Michelle is a proud mother of three young children. Her son, Jaxon was first noticed to have some abnormalities in utero. Jaxon’s accurate diagnosis was extremely difficult to get. He ultimately got diagnosed when he was just 4 months old. However, he did have to undergo 2 brain biopsies, 30+ lab draws, 2 spinal taps and a severe case of bacterial meningitis. He was diagnosed on the autism spectrum at only 1.5 years old. But they are still currently having difficulty getting an accurate diagnosis of gelastic seizures. Jaxon has laughing “episodes” sporadically but sometimes as many as 5-10 per day. He does experience significant rage outbursts and is currently non-verbal but most importantly he is one of the most loving kids!

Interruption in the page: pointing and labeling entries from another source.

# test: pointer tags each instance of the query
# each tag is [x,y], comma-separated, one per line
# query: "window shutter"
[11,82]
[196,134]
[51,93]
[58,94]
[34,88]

Michelle was told by physicians to reach out to Hope for Hypothalamic Hamartomas organization when he first got diagnosed to seek support. To her surprise, this group of caregivers, Mom’s and Dad’s and even people living with HH have provided her more information/advice for this rare syndrome than doctors have. Michelle is determined to bring more awareness, research and ultimately prevent any other family from undergoing what her son has had to endure.
Michelle currently stays at home with her children to provide Jaxon all of the support he needs in hopes to set him up for success. She dreams one day of becoming an ultrasound technician or MRI technician to support medically complex children and children on the autism spectrum to be comfortable during unsure times.